Gastón Otreras

Personal information
- Full name: Óscar Gastón Otreras
- Date of birth: 24 August 1985 (age 40)
- Place of birth: Quilmes, Argentina
- Height: 1.73 m (5 ft 8 in)
- Position: Midfielder

Youth career
- Boca Juniors

Senior career*
- Years: Team / Apps / (Gls)
- 2006–2007: Huracán TA / 23 / (2)
- 2007–2008: Central Español / 28 / (2)
- 2008–2012: Tijuana / 99 / (7)
- 2011: → Bella Vista (loan) / 15 / (1)
- 2012: → La Piedad (loan) / 7 / (0)
- 2012: Central Español / 5 / (0)
- 2013: Aldosivi / 8 / (0)
- 2013–2014: Juventud Las Piedras / 12 / (4)
- 2015: CA Fénix / 14 / (0)

= Gastón Otreras =

Argentine footballer

Gastón Otreras (born August 24, 1985, in Buenos Aires, Argentina) is an Argentine retired footballer.

==Career==
Otreras is a graduate of Boca Juniors, but was unable to break into the first team. His professional career started in 2006, playing with Argentine Second Division club Huracán de Tres Arroyos. In Summer 2007, after Huracán dropped to the Third Division, Otreras moved to Uruguayan side Central Español, a team based in the capital city, Montevideo. During the season spent in Uruguay, he played 28 matches in the Uruguayan Primera División (22 in the starting line), scoring 2 goals and finishing 13th in the aggregate table.

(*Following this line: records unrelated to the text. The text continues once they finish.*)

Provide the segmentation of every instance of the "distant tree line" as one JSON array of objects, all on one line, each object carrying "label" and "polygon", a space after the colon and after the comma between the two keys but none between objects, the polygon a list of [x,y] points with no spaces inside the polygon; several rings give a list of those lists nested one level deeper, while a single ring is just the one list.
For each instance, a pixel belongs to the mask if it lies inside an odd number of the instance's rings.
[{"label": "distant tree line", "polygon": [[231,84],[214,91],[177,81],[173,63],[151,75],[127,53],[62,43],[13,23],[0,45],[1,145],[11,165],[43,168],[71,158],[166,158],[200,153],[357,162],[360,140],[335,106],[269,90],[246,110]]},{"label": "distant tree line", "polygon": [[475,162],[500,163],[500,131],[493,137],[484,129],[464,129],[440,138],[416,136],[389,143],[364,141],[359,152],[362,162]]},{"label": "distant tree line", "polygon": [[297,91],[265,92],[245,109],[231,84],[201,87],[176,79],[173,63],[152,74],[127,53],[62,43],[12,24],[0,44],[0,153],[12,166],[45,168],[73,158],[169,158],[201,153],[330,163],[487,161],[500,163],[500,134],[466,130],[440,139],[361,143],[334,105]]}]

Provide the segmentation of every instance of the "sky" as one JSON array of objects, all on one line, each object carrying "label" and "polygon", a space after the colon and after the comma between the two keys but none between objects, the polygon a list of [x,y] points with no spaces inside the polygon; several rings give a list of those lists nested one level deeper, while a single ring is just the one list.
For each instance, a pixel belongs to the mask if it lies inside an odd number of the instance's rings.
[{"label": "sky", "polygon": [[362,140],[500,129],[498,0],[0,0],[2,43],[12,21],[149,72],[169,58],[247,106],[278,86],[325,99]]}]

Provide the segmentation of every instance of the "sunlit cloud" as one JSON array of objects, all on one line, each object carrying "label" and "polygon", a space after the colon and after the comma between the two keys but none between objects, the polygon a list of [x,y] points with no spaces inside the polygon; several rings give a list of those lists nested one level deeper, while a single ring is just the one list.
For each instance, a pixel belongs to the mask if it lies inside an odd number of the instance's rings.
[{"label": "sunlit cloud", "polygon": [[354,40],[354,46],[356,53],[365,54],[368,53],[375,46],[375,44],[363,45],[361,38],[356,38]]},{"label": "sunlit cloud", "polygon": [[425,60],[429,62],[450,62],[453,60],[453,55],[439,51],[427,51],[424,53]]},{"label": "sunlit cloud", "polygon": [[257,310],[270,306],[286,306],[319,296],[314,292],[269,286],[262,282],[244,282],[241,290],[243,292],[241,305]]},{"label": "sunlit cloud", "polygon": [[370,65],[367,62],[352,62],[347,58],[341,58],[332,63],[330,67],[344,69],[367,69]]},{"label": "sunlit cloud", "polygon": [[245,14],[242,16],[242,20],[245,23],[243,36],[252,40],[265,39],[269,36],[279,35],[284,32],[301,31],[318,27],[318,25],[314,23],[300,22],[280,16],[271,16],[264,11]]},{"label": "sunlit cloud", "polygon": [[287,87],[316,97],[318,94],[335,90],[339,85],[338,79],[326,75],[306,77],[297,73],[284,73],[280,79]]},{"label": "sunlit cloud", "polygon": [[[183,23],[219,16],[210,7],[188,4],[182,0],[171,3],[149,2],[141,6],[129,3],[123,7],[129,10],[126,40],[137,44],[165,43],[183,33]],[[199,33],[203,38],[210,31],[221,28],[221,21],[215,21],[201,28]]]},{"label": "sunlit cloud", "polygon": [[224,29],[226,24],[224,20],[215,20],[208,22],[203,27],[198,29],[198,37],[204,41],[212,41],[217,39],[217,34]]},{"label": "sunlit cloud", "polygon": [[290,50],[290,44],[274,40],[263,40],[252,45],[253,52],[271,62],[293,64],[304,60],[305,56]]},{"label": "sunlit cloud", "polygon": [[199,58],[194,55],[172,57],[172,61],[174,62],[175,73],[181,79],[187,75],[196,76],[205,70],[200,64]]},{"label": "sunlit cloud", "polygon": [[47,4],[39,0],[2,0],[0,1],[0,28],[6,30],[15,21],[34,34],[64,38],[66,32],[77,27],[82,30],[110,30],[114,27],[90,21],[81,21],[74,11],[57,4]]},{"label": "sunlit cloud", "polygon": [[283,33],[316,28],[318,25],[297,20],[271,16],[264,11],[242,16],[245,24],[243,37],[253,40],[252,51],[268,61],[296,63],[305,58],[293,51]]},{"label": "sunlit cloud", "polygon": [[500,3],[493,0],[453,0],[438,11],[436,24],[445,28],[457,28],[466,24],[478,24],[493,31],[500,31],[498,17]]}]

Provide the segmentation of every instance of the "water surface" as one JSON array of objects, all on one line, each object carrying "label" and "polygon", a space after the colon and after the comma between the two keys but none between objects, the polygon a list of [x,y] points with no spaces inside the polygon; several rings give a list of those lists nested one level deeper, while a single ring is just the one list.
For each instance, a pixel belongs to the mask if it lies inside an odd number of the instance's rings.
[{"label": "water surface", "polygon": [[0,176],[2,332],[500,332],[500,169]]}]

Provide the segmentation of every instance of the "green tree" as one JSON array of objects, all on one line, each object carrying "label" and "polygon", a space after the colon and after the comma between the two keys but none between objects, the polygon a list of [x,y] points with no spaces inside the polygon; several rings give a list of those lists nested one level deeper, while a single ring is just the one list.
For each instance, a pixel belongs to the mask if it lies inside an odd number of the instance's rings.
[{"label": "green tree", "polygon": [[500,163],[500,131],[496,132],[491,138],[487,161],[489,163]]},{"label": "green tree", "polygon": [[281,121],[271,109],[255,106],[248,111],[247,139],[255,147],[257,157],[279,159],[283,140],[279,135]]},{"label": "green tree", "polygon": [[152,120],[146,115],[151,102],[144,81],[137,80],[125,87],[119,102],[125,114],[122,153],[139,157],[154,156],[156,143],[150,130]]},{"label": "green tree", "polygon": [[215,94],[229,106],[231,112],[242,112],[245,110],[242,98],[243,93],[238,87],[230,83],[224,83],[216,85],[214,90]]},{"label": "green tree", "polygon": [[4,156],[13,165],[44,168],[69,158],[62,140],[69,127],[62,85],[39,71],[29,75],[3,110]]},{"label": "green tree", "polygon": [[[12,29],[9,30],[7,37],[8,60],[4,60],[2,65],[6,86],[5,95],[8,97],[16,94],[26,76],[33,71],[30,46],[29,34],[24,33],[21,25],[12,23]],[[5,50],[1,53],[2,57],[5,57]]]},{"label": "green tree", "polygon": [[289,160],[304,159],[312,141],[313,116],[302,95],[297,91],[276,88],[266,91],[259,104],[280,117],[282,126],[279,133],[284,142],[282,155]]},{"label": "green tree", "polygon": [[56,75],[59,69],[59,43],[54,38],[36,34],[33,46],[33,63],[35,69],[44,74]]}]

In July 2008, he was signed by the Mexican side Club Tijuana playing in the Liga de Ascenso. He won the 2010 Apertura, and later in 2011 achieved the promotion with his team to the Mexican Primera División.
Immediately after promotion of Tijuana to the first division, Otreras signed a loan deal with Uruguayan side Bella Vista. After only six months, however, he returned to Mexico, where he joined Second Division side C.F. La Piedad.

In August 2012, he signed a new deal and agreed to return to Central Español.